Sexting has claimed yet another victim.
Scott Sassa, an executive who oversaw Hearst’s ESPN interests (Hearst is a publishing company that owns 20% of ESPN), resigned from his position today after an L.A. based stripper forwarded a series of sexts to his colleagues. According to Page Six, the sexts were “illicit”, “steamy” and used language that “”you absolutely would not want your bosses to see.” (I should hope the sexts were illicit, steamy, and obscene, otherwise what would be the point of sexting?)
Sadly, the stripper from L.A. was working with her boyfriend to extort Sassa. She had been threatening to distribute the sexts if he refused to pay her. As you already know, Sassa refused and he was fired. Even though the stripper didn’t get any money, she still won.
Sexting is a fun and easy way for adults (18+ only) to engage in foreplay when they’re away from each other. Yet for some reason, a lot of adults don’t seem to know how to do it properly. Smart, competent adults keep getting in trouble for sexting. First there was Brett Favre, then Anthony Weiner, and now Scott Sassa. They’ve all been publicly disgraced because of sexting.

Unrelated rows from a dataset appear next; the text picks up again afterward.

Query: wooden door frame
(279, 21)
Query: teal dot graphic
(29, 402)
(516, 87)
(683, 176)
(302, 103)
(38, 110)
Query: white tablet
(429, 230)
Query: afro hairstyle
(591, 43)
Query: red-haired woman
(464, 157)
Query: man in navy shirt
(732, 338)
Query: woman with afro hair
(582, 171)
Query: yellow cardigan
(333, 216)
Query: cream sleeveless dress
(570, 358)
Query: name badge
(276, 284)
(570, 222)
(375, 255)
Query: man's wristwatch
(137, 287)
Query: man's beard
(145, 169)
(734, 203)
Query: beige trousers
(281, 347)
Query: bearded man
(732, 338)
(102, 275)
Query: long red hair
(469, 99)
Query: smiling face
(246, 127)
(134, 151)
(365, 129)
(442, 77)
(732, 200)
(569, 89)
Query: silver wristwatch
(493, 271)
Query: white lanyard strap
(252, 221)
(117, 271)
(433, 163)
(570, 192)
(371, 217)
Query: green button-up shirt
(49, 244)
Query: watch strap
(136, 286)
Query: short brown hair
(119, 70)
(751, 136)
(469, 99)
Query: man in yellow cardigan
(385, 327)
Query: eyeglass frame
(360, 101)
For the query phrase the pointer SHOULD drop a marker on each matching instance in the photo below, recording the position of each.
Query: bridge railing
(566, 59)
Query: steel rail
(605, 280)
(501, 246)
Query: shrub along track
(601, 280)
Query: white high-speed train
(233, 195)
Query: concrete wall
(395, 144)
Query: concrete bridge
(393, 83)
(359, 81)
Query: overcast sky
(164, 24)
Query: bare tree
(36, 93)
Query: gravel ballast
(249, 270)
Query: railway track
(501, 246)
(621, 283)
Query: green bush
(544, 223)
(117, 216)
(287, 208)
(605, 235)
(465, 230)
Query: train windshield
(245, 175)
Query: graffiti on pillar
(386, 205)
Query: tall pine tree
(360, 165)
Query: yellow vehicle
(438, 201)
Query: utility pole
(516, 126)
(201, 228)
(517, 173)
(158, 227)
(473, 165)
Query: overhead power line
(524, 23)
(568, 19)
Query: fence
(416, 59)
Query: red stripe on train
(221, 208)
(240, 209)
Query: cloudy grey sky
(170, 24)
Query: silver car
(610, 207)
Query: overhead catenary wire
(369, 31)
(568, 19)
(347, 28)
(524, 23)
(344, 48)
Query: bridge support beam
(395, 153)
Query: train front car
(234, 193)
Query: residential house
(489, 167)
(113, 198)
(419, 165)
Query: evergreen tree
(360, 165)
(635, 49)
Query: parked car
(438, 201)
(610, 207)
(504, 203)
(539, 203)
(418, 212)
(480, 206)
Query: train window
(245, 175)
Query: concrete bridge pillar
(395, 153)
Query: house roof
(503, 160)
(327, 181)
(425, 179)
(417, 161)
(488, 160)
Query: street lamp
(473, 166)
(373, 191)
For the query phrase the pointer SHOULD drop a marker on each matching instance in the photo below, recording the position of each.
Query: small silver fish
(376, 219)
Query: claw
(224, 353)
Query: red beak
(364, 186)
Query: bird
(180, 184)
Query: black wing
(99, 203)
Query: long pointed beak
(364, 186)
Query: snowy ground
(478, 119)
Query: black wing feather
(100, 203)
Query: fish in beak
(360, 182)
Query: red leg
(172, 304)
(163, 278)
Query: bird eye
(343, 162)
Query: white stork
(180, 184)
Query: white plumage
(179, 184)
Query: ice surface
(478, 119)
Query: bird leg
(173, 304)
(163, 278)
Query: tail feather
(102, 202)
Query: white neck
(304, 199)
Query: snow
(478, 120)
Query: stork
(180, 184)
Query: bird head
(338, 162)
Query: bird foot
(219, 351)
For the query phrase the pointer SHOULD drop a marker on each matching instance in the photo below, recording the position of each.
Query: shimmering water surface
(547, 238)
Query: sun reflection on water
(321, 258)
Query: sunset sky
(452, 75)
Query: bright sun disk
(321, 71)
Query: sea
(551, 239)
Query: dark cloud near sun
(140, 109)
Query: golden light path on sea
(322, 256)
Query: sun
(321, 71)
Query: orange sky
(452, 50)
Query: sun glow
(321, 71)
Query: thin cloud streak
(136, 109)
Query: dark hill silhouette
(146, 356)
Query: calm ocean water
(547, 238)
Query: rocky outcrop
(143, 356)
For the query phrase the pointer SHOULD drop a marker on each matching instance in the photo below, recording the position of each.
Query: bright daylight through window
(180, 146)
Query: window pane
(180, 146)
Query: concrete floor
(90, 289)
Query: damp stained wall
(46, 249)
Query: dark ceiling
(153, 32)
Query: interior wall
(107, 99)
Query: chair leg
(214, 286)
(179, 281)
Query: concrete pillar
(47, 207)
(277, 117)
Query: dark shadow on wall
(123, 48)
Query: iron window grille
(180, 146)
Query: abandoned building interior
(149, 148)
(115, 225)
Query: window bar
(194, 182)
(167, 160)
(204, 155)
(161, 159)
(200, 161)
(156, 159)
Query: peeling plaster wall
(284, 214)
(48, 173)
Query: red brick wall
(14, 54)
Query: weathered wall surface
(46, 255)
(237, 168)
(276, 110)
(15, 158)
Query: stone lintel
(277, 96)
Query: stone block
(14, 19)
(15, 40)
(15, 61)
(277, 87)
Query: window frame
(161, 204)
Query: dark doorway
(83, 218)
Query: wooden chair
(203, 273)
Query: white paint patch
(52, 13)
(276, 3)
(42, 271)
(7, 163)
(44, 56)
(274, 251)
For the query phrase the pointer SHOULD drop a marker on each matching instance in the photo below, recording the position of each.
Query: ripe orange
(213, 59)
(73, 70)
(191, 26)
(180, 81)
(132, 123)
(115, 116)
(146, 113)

Until texting becomes an obsolete form of communication, sexting isn’t going anywhere. So whether you’re new to sexting or a seasonsed-sexter, we thought it would be a good idea to review the fundamentals of sexting so that you can have some sexual phone fun without getting into trouble.
Ease into it
Although it’s tempting to come on strong and send a full nude photo of yourself to someone you like, it’s not a good idea. Surprise nude photos while sexting can lead to photo-leaks or the abrupt end of your sexting relationship. Take things slow with some light flirting and teasing, letting the hotter and heavier sexting unfold naturally.
Resist the full nude shot
When sending naked photos of yourself to another person, you never want to include your fully nude body with your face. Take close-ups instead of longer shots because this it’s safer can keep your partner guessing. I remember when my friend Tobias Funke sent me accidentally sent me a picture of his scrotum and I mistook it for the Iraqi countryside.
Burn after reading
As much as you’d like to keep all the dirty words and naked photos you will receive throughout your sexting career, you can’t. Think of it as like evidence to a crime you just committed. It has to be disposed of quickly otherwise you’ll get caught and it will be your downfall (that’s why Snapchat is great for avid sexters).
Know who you’re sexting
Never, ever sext with someone you don’t know very well. Sure, it’s super hot and dangerous but this is how people get in trouble. You could find yourself the target of a blackmail plot if you sext with a stranger. Right, Scott Sassa? Unsolicited sexts are a form of sexual harassment, which will get you in trouble. You and whoever you’re sexting with need to be on the exact same page. Whatever that may be is up to you, just make sure you know the person you’re sexting and that your intentions are clear.
Know who you’re sexting – PART 2
The most common excuse for sexting that gets leaked is that it was sent to the wrong person. How many times have people tried to save face by saying, “Oops! I accidentally tweeted that!” or “Aunt Helga, don’t read my previous text!” or “What’s a cellphone?” It’s a sext not a text. There’s no need to rush through it. Take the time to double check you’re sending it to the right person. It will save you from tons of embarrassment and a lot of explaining.
Follow these basic rules to the best of your ability when sexting and things are going to be just fine. There is one rule that we did not mention yet and that is HAVE FUN. Having fun is the most important thing about sex and pretty much every activity in life.